Toute notre famille était réunie à St-Ferréol les neiges pour le grand week-end des patriotes. Nous nous sommes rendus au cap Tourmente pour une ballade de groupe. J’avais bien sûr mon matériel photo avec moi mais malheureusement avec le froid, le soleil est devenu bien timide. Nous avons débuté par le secteur de la grande ferme ou nous avons croisé quelques parulines, un porc-épic et une hermine hyperactive. En nous rendant sur le site du parc nous avons croisé un petit troupeau d’oies des neiges. Sur le site nous nous somme concentrés sur le sentier du bois sent bon pour sa facilité et la possibilité d’observer des oies. Après un pique-nique frigorifiant nous sommes partis du site. Peu de temps dans le milieu d’un champ j’ai eu droit au clou de la journée. Un Urubu à tête rouge dégustait une oie des neiges victime des chasseurs. Pendant que l’obturateur se réchauffait j’ai observé un autre urubu qui planait en longeant le cap. Après quelques minutes il changea de direction rasant le sol directement sur l’autre urubu pour venir chercher sa pitance. L’arrivée fut spectaculaire et je n’ai rien manqué car j’ai eu droit à toute une rafale. Ouf! Ma journée était faite. C’était le temps de rentrer pour souper et regarder le résultat. Voici une série des sujets rencontrés ainsi que cette rafale qui a tant fait mon bonheur.

 

De retour

He oui je suis de retour mais pas sur le terrain mais plutôt devant l’ordi ou pendant un bon bout de temps je vais travailler mes archives. Voici le récit d’une journée incroyable. C’était le 11 mai. Les parulines commencent tranquillement à débarquer dans la région et je me rends dans le parc linéaire de la rivière Beauport pour vérifier la migration. Je débute par les secteurs sud-ouest et c’est le calme plat. Je reviens à mon point de départ pensant changer de matériel pour passer en macro mais je détecte du mouvement près du nouveau pont. Je m’y rends et découvre quelques roitelets à couronne rubis. Je fais quelques photos et quelques instants plus tard je me rends compte qu’il y a de plus en plus de mouvement et surtout plus coloré. Je découvre sur quelques mètres plusieurs parulines dont la noire et blanc, la tigré, des pins, la bleue, la tigrée, à collier, à gorge noire, à tête cendrée, calotte rousse et bien sûr de la croupion jaune. Voilà pour la première fois de ma vie je suis en plein fallout, un débarquement incroyable.
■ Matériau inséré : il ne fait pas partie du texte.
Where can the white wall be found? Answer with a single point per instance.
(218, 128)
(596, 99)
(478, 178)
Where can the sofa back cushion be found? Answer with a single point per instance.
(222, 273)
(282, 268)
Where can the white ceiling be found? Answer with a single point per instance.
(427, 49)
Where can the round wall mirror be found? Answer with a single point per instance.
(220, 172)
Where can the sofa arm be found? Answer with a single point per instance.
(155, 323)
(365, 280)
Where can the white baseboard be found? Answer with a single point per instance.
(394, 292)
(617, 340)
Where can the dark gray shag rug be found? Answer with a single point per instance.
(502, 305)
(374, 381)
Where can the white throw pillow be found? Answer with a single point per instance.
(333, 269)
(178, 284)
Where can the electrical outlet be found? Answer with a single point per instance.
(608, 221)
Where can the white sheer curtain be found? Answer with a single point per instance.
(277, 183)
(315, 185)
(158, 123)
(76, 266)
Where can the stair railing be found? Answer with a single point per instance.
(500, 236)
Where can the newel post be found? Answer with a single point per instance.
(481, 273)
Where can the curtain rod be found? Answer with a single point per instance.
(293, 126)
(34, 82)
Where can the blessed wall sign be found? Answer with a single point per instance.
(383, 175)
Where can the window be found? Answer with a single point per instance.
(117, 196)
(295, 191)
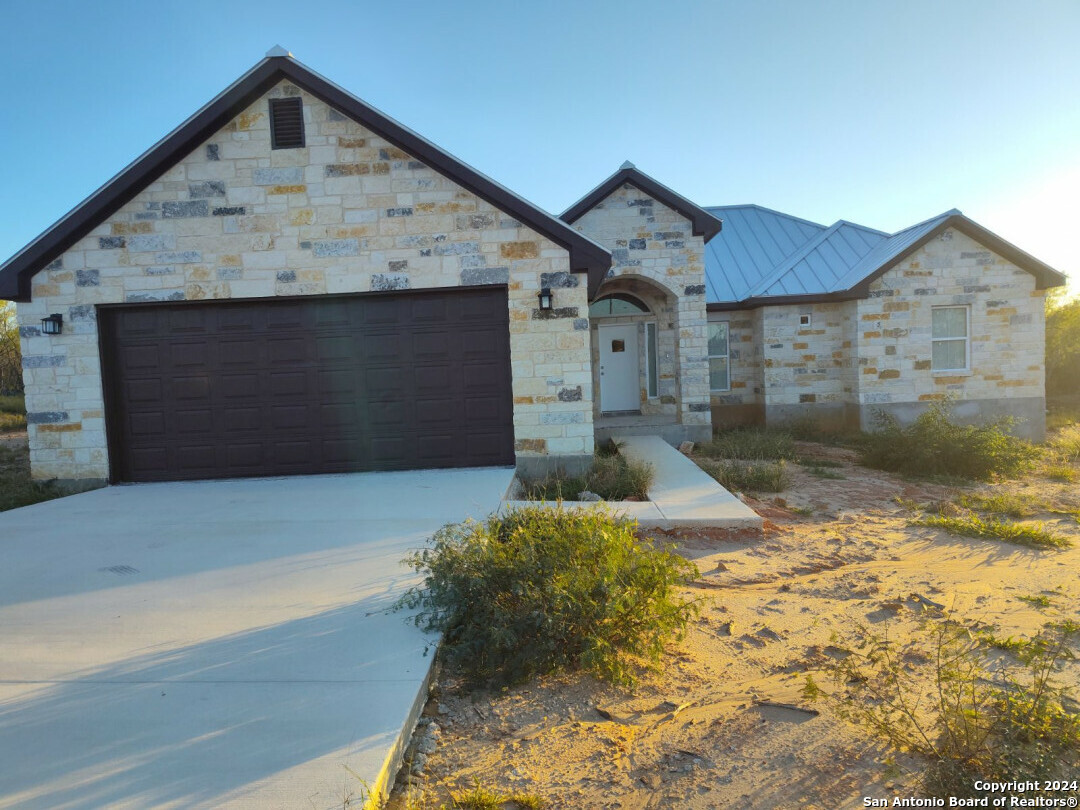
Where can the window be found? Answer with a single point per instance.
(650, 359)
(949, 339)
(719, 379)
(617, 305)
(286, 123)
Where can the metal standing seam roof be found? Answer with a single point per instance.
(755, 240)
(763, 255)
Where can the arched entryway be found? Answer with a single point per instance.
(634, 347)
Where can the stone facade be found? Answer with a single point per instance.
(872, 353)
(657, 257)
(348, 213)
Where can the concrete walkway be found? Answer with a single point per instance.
(216, 644)
(683, 495)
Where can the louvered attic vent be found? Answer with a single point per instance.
(286, 123)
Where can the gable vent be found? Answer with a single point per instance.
(286, 123)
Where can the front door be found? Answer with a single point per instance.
(619, 368)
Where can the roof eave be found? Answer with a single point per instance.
(1045, 277)
(15, 274)
(703, 223)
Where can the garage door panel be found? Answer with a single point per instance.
(137, 358)
(288, 383)
(197, 458)
(239, 386)
(309, 385)
(286, 349)
(148, 390)
(191, 388)
(251, 455)
(150, 423)
(291, 417)
(243, 419)
(242, 353)
(193, 421)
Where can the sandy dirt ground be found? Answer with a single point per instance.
(698, 736)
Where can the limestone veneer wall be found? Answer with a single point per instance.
(349, 213)
(650, 241)
(744, 402)
(663, 312)
(873, 353)
(1007, 331)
Je continu le sentier vers le nord pour me rendre sur une petite pointe de terre qui s’avance dans la rivière à la jonction d’un petit affluent. Au bout de cette pointe, un gros arbre résiste aux assauts de la rivière et occupe une position angulaire. Je décide de me coucher dos sur l’arbre pour obtenir un superbe champ de vision. Quelques minutes plus tard, lorsque ma présence fut oubliée j’ai eu droit au plus beau moment ornithologique de ma vie. Des paruline, il y en avait partout et débarquaient même sur mes bottes tellement je faisant partit du paysage. A un moment j’avais quatre tigrés à mes pieds et deux bleues presque dans mon visage. Dire que j’étais seul, quel moment de communion avec la nature j’ai eu droit. Une fois le mouvement passé, tout est redevenu calme comme si rien ne c’était passé à part les douleurs musculaires qui trahissent les quelques 700 clichés que j’ai obtenu lord de cette journée mémorable.